Tosky Records – TSK013 – 2014
Marco Guidolotti: sax baritono
Francesco Lento: tromba, flicorno
Marco Loddo: contrabbasso
Giovanni Campanella: batteria
Se leggendo la line up del quartetto avete pensato alla formazione pianoless guidata da Gerry Mulligan e Chet Baker, la lista dei brani e la seconda pagina del booklet tolgono ogni dubbio. Guidolotti e i suoi musicisti “confessano”, infatti, che il disco è un tributo alla musica prodotta dai due grandi maestri del jazz all’inizio degli anni ’50, quando diedero vita ad un sodalizio storico, tanto da diventare l’archetipo del quartetto senza supporto armonico, con i due fiati a guidare la musica.
Guidolotti, Lento, Loddo e Campanella si misurano in maniera agile e rispettosa con il repertorio. L’operazione viene condotta tenendo conto delle atmosfere originali: la dimensione live del suono, la concisione delle esposizioni, il discorso contrappuntistico che vede protagonisti tutti e quattro i musicisti e, in particolare, i due fiati.
Il rapporto con il riferimento scelto è tutt’altro che facile.

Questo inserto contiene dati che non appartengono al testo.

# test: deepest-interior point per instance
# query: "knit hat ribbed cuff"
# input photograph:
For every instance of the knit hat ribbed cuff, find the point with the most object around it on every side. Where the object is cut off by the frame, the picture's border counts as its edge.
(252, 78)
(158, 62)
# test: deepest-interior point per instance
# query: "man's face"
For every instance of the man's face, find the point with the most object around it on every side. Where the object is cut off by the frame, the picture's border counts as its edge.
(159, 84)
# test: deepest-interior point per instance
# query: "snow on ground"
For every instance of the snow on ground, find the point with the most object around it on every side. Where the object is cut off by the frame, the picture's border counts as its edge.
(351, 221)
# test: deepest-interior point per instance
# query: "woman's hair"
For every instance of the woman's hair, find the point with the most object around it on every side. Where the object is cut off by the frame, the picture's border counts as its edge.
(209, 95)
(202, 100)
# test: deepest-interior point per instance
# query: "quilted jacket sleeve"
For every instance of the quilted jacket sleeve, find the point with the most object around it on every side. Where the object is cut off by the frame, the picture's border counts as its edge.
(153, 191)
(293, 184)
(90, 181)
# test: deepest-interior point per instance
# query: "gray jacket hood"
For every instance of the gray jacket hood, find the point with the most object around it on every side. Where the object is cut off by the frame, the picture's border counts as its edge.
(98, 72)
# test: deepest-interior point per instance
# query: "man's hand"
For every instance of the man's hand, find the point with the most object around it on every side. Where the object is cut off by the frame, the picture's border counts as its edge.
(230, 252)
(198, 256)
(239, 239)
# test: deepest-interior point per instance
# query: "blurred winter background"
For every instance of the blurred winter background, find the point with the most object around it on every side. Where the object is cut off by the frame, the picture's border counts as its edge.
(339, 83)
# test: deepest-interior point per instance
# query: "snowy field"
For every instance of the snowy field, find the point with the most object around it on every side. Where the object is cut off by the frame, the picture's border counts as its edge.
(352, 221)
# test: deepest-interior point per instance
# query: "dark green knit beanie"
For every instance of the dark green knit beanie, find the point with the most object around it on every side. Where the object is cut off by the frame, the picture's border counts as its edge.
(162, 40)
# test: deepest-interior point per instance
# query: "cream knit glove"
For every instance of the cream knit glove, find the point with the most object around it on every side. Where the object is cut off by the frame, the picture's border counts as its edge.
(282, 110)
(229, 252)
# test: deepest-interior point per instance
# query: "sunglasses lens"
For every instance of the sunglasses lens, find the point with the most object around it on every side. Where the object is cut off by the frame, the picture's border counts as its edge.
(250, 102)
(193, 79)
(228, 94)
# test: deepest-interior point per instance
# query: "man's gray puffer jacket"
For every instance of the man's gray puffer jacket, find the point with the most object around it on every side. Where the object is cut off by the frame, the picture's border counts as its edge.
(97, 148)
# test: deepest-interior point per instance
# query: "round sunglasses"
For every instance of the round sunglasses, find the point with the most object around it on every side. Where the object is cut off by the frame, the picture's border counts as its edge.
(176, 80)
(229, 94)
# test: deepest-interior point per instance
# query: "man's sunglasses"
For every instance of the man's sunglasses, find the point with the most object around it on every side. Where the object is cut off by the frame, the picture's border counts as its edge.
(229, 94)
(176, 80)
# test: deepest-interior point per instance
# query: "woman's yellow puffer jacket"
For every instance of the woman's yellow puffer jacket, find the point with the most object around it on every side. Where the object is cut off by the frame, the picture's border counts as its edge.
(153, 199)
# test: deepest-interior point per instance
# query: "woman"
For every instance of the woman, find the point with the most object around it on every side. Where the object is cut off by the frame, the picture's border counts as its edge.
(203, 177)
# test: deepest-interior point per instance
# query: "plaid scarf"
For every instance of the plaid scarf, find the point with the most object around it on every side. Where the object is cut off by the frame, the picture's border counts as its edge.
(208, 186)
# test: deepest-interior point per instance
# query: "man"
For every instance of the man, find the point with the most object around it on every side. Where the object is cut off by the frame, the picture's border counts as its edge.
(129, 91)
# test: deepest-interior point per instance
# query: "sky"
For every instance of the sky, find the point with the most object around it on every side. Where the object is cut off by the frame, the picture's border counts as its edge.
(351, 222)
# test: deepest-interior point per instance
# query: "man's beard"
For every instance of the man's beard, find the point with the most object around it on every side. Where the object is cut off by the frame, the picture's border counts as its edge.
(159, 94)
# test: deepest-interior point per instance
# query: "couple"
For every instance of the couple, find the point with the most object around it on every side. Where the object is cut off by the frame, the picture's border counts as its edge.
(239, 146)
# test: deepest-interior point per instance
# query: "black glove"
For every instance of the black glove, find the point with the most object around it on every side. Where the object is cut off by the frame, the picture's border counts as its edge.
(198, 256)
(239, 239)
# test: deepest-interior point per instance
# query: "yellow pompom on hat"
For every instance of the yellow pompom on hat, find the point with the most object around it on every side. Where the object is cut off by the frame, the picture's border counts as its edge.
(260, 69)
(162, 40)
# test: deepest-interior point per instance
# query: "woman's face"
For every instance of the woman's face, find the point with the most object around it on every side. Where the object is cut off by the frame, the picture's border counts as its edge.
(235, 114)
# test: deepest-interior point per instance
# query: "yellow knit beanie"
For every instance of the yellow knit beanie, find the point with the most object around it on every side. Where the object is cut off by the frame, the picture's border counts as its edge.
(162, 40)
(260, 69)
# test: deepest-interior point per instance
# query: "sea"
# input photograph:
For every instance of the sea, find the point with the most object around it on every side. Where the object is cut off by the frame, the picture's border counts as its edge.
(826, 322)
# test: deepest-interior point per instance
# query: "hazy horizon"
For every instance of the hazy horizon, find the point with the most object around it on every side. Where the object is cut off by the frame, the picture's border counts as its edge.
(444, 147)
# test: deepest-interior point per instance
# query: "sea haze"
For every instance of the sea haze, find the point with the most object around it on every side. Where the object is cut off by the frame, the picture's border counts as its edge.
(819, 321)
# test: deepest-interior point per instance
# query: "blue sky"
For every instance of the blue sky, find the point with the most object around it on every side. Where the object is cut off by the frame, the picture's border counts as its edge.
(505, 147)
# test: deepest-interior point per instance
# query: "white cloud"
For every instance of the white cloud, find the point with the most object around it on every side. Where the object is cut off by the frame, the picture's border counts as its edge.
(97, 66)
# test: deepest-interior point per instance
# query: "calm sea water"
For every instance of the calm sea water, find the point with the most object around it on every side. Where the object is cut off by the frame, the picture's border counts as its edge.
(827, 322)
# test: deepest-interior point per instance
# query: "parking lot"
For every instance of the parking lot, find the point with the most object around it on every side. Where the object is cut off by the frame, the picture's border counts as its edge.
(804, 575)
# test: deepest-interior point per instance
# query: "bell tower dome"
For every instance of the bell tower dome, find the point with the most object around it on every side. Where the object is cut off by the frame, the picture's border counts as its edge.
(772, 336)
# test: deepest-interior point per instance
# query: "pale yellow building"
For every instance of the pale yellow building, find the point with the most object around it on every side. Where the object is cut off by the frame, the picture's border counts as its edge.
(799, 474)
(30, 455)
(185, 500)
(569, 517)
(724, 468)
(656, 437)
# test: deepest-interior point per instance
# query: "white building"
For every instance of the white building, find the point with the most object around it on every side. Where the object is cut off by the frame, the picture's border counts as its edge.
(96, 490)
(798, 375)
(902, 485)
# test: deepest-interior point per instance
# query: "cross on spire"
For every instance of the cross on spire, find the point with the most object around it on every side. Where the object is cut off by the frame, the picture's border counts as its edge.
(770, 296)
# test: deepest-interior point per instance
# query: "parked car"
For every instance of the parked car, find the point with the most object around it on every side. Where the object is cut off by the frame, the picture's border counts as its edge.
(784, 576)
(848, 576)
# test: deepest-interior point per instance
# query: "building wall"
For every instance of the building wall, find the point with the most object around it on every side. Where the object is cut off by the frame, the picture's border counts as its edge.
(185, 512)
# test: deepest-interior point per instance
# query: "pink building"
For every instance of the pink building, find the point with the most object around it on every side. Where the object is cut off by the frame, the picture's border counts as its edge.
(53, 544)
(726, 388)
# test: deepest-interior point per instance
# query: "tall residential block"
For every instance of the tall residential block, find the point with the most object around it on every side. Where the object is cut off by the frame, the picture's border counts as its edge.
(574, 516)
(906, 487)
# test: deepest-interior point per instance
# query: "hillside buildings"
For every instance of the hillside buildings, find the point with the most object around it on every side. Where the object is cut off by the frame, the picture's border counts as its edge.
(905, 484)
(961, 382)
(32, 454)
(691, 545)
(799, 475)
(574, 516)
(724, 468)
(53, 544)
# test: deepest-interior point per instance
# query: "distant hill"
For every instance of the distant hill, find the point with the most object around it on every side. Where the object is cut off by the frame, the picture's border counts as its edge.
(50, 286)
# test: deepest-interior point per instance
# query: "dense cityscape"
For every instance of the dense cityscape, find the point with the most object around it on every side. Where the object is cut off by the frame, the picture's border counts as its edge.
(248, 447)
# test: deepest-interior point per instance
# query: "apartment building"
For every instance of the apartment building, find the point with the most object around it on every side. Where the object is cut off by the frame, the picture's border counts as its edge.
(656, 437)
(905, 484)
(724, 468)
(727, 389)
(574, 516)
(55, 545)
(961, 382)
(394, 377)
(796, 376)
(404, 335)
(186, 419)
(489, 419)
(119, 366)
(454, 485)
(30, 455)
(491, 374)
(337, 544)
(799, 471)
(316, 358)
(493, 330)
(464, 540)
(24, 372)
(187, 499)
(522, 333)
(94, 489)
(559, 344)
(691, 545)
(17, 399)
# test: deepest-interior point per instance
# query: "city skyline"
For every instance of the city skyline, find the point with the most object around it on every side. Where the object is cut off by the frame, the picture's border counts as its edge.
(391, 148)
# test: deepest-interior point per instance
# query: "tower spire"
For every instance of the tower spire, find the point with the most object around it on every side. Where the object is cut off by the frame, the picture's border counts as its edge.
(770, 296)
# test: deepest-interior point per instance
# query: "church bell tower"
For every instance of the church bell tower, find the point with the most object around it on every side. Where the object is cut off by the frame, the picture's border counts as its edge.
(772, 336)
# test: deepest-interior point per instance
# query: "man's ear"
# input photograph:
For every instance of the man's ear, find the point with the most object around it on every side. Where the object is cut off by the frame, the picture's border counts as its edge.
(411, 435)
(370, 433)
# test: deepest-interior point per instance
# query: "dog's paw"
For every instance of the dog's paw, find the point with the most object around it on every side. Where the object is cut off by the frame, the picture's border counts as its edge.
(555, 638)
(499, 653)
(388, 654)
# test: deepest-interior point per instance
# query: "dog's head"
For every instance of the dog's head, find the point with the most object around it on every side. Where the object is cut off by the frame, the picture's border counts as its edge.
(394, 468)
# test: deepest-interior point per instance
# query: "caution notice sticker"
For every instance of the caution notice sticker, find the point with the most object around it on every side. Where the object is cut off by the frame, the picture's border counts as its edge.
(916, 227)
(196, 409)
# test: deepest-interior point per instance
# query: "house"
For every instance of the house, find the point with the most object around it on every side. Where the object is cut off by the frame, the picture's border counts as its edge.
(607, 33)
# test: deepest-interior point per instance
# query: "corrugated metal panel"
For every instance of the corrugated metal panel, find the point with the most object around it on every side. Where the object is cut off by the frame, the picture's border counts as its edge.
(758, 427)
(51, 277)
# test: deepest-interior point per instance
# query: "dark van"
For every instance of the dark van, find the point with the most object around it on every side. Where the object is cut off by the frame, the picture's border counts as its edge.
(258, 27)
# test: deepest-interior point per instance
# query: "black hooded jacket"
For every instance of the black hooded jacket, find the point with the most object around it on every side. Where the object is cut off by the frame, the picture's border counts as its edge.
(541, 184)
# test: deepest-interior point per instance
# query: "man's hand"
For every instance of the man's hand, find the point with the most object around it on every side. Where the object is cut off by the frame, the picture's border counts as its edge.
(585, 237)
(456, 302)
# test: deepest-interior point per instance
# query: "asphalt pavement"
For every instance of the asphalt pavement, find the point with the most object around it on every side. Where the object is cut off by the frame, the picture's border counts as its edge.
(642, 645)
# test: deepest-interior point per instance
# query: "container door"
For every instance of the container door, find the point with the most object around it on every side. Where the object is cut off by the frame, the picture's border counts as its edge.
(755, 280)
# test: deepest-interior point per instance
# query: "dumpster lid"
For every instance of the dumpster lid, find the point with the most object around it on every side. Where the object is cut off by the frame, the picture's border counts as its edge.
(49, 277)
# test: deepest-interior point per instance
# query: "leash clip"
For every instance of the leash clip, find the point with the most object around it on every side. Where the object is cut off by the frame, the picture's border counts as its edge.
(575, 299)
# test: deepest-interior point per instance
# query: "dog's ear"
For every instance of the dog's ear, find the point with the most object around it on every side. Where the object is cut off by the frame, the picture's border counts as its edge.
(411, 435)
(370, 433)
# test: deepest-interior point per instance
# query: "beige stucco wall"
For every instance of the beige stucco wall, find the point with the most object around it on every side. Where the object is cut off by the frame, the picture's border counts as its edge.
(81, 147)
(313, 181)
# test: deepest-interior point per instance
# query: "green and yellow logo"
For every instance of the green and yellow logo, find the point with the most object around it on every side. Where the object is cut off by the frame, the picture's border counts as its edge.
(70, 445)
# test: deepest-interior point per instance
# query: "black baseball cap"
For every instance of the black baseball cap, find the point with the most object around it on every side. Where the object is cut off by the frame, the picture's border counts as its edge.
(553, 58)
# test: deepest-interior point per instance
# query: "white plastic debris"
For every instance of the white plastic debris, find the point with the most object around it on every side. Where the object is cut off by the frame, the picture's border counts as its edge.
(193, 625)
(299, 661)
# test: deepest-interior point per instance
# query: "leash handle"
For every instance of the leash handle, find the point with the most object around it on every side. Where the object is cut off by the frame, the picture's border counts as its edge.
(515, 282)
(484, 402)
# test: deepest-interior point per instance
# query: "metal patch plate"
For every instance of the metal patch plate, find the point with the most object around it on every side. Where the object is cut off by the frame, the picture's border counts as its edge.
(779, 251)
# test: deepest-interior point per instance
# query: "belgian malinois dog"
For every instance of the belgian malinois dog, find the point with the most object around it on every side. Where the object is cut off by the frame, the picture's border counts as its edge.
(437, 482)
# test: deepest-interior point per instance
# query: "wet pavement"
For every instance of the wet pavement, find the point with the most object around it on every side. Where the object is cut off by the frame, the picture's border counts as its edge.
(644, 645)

Il quartetto di Mulligan e Baker è tra le esperienze più importanti e significative del cool jazz – e si può facilmente aggiungere di tutta la storia del jazz – grazie alla particolare combinazione di rigore, musicalità, pensiero ed emozione. Il nostro quartetto riprende nelle dieci tracce del disco con fluida efficacia gli insegnamenti dei Maestri. Se l’umiltà e il rispetto sono necessariamente dovuti, l’intenzione di mostrare la propria personalità passa attraverso dettagli piccoli, ma non meno importanti. Spigolature e prospettive fanno trasparire ascolti e riferimenti che nelle registrazioni dei primi anni cinquanta non potevano essere presenti o, meglio, non potevano essere già assimilate in maniera profonda dagli autori. Guidolotti, come ogni musicista odierno, conosce i dischi di Mulligan e Baker e li ha studiati, insieme naturalmente alle pubblicazioni prodotte nel corso dei decenni, per sviluppare il proprio linguaggio. Mulligan e Baker, inoltre, hanno avuto lunghe carriere successivamente ai dischi del “quartetto californiano”: la manifestazione di un mondo espressivo complesso e di livello altissimo. La stratificazione di questi elementi si affianca al tributo rivolto alle atmosfere del quartetto. La costruzione della scaletta si concentra così sui riferimenti tipici del quartetto pianoless, grazie a tre composizioni di Mulligan – Reunion, Four for three, Night Lights – e alcuni standard – ‘S Wonderful, Tea for Two, Bernie’s Tune – spesso utilizzati dal baritonista. I quattro originali si inseriscono nel cammino tracciato senza frizioni, aggiungendo semmai con gusto altri spunti. A partire dagli echi delle esperienze del jazz italiano dei primi anni sessanta, quando lo stesso Chet Baker ha rappresentato un riferimento presente e un compagno di palco per molti musicisti. E senza dimenticare, poi, la visione orchestrale delle big band, la connessione stretta tra mondo classico, composizione e passi del jazz, lo stile raffinato ed elegante di Mulligan: elementi avvicinabili al sassofonista sin dai tempi dell’orchestra di Claude Thornill e delle sessioni di Birth of the cool.
L’omaggio passa attraverso una interpretazione alla luce dei decenni passati dalle registrazioni e dai concerti del quartetto Mulligan-Baker. Guidolotti non tradisce l’originale, si lega semmai a quella lezione per raccoglierne il testimone. Il sassofonista italiano non si lascia tentare da stravolgimenti pretestuosi o pericolosi equilibrismi che difficilmente potrebbero aggiungere significato al materiale: E d’altronde l’ispirata G & C, una dedica chiara quanto amichevole e confidenziale, rivela l’intenzione di proseguire il discorso sulla scorta del pensiero musicale dei due eroi.